El cartero sabio

Elecciones y redescubrimiento de Correos y sus gentes

Maribel Lugilde

Maribel Lugilde

Hubo un tiempo en el que Correos contaba con la figura del "cartero sabio". A él se acudía para desentrañar los destinatarios de cartas con letra ilegible o escrita por personas con escasa alfabetización. Su mirada experta resolvía el jeroglífico y la misiva llegaba a destino. Objetivo alcanzado. Lo contrario sería condenar al purgatorio una correspondencia cuyo remite era frecuentemente igual de dificultoso, por lo que la devolución se volvería imposible. La confianza del escribano, defraudada.

Lo cuenta el historiador y cartero Antonio Aguilar en su libro "Cartas y carteros", donde también recoge lo que quienes hemos tenido cartero en la familia bien sabemos: la entrega es el gran imperativo. De hecho, en pequeñas localidades, cartas con la única referencia de un nombre, incluso un apodo, llegaban gracias a que carteras y carteros conocían al dedillo el territorio y sus gentes. Hacían incluso, si se terciaba, de improvisado lector a terceros, de manera que acababan estando pendientes de grandes y pequeñas cuitas de cada cual. Las epístolas y sus nuevas –amores, conflictos, anuncios– estaban a salvo.
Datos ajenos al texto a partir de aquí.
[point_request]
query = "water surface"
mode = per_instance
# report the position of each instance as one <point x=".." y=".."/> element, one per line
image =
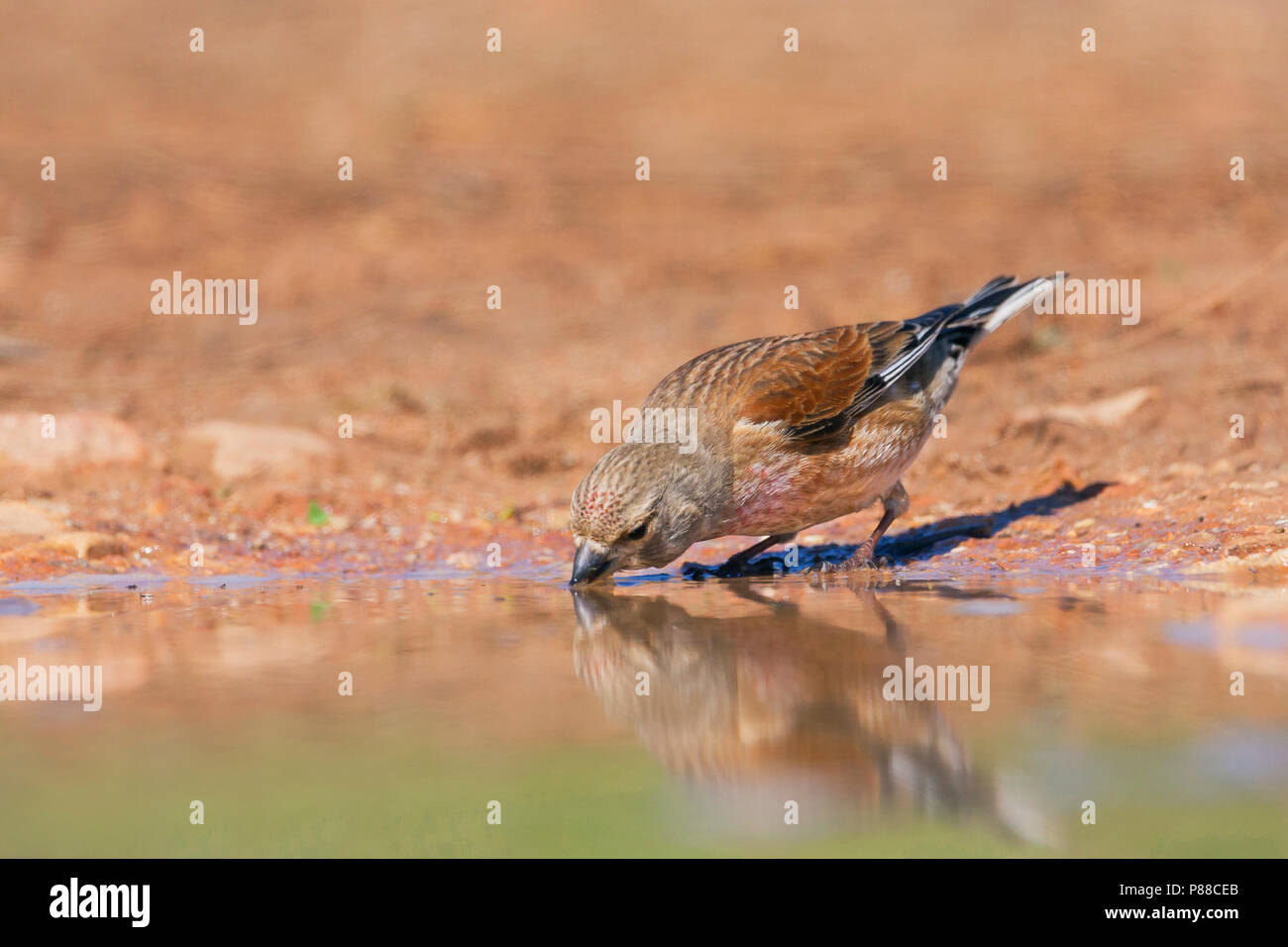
<point x="658" y="718"/>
Miguel Strogoff, correo del zar imaginado por Julio Verne, Abdulwahid, el tierno niño-cartero de Bagdad, y hasta el inadaptado Henry Chinaski de Charles Bukowsky, estuvieron sometidos al imperativo de la entrega. Seres reales o imaginados al servicio de un virtuosismo postal que hizo posible, por ejemplo, la correspondencia de Vicent van Gogh con su amado hermano Theo, la de Emilia Pardo Bazán con su "miquiño" Benito Pérez Galdós, o la última carta de Federico García Lorca a Juan Ramírez de Lucas: "No dejes que el río te lleve".
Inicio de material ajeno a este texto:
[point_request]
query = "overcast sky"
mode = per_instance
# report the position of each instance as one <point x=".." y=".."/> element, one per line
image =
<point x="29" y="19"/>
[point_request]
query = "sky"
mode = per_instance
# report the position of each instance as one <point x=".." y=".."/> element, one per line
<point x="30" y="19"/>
Hace un tiempo, la compañía de teatro de objetos "Oligor y miscroscopía" llevaba al teatro Jovellanos un montaje basado en el cruce de cartas de la pareja de enamorados Manuel y Elisa. Misivas que había sido adquiridas accidentalmente en un rastro, dentro de una maleta vieja. De México a la eternidad.
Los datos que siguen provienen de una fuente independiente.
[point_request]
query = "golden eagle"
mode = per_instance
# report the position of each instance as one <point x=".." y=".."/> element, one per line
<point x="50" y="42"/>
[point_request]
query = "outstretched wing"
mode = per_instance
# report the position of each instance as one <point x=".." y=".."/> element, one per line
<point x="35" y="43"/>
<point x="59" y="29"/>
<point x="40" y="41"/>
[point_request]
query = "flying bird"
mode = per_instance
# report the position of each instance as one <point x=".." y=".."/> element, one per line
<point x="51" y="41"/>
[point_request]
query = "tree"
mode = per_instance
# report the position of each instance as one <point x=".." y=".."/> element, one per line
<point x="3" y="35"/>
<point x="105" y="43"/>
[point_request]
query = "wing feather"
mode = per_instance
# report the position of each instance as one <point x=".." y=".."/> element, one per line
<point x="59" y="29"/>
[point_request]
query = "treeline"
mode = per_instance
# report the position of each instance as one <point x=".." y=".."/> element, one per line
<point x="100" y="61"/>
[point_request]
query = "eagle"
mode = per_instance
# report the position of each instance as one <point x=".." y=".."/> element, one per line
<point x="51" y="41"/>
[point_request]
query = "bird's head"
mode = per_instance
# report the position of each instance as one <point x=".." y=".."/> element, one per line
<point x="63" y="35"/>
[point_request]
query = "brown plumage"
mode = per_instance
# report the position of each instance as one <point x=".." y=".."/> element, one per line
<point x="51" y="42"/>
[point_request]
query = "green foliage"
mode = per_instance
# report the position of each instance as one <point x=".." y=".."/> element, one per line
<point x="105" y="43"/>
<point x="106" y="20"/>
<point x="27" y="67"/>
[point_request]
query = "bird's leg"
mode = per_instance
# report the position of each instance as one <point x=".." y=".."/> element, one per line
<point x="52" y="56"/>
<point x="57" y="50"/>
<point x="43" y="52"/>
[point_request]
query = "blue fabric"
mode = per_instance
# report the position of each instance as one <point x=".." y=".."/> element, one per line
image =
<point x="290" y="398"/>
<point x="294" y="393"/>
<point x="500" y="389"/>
Y llegamos al presente, tiempo de correo electrónico, Whatsapp y Tiktok desbancando el ritual de las misivas. También de voto por correo en contiendas electorales en las que, por si fuera menester, se siembras dudas sobre lo que nunca se dudó. No hemos salido a aplaudirles a las ocho pero en nuestro fueron interno sí. Por querencia o constatación palpable de que el sistema funciona aunque se le someta a dosis extra de estrés. Y hemos celebrado la campaña con la que la empresa ha felicitado públicamente a los suyos. Ha estado rápida y es justa.

El objetivo fue otro, pero el resultado es éste: quizás hayamos renunciado a la liturgia del cruce de misivas, pero cartas y carteros siguen, tal vez ahora de forma más consciente, presentes en nuestra historia.